When shopping for a pump there are many things you need to consider, such as the flow rate, the uplift capacity, or even whether they will work underwater. It’s a good idea to get some professional help to ensure you choose the best pump possible for your needs.
One key decision you need to make is whether to invest in submersible pumps or not.
What the Submersible Pump Does
As the name suggests, a submersible pump can be used underwater. If your pump isn’t submersible it's likely to be waterproof and capable of pumping water in the rain but not able to work under the water.
However, in many situations having a pump that works underwater makes sense. Let’s take a look at the advantages and disadvantages of a submersible pump.
If you’re mining or simply seeking to protect your home from being flooded then a submersible pump doesn’t just make sense, it’s essential. The pup can be located at the lowest point of the mine or your home. It will then remove the water even when it is fully submerged.
In a working situation, this can help you to see what you’re doing. At home, it can ensure the water is pumped out of your home before it causes extensive damage.
Submersible pumps are designed to start as soon as the sensor detects the presence of water. They don’t need to be primed or have any human interference. They are already below water level which means they are primed and can start straight away.
A submersible pump turns on and off as needed reducing your running costs in comparison to monitoring one and manually turning it on and off. But, they also maintain liquid in the head of the pump. This is because they are underwater and it improves the suction in the pump. Consequently, they need less power to work efficiently, again saving you money.

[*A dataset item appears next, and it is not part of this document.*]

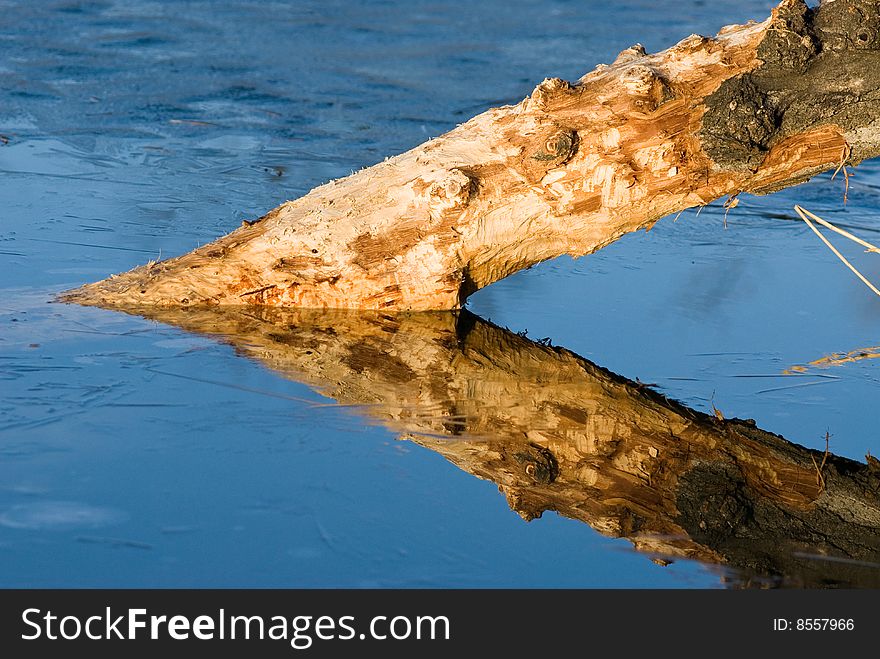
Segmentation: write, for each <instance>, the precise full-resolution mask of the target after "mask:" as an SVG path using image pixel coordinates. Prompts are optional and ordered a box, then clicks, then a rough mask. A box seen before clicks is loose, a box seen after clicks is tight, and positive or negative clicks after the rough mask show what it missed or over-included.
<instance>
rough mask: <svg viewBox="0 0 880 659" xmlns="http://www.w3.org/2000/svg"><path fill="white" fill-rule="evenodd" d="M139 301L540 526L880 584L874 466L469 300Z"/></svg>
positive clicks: (879, 527) (131, 310) (869, 461)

Submersible pumps don’t make a lot of noise and the noise they generate is likely to be absorbed by the water they are sat in. In other words, they’re going to sound virtually silent. The same cannot be said for non-submersible pumps.
You should note that it is not always easy to get to a submersible pump. At home, the t may be shallow making access comparatively easy. But, in many situations, the pump is much deeper in the ground, such as in the well. This can make it very difficult to inspect them or provide routine maintenance.
Pumps that sit in water are more likely to experience corrosion of their parts. Water and metal don’t mix well. Add in the minerals in the water and even the pipes can perish quicker than expected. To eliminate this issue the pumps need to be made of corrosion-resistant material. This increases the cost of manufacturing and subsequently purchasing the pumps.
That’s an important consideration if your budget is limited. Although, with good maintenance, submersible pumps should last longer than non-submersible ones.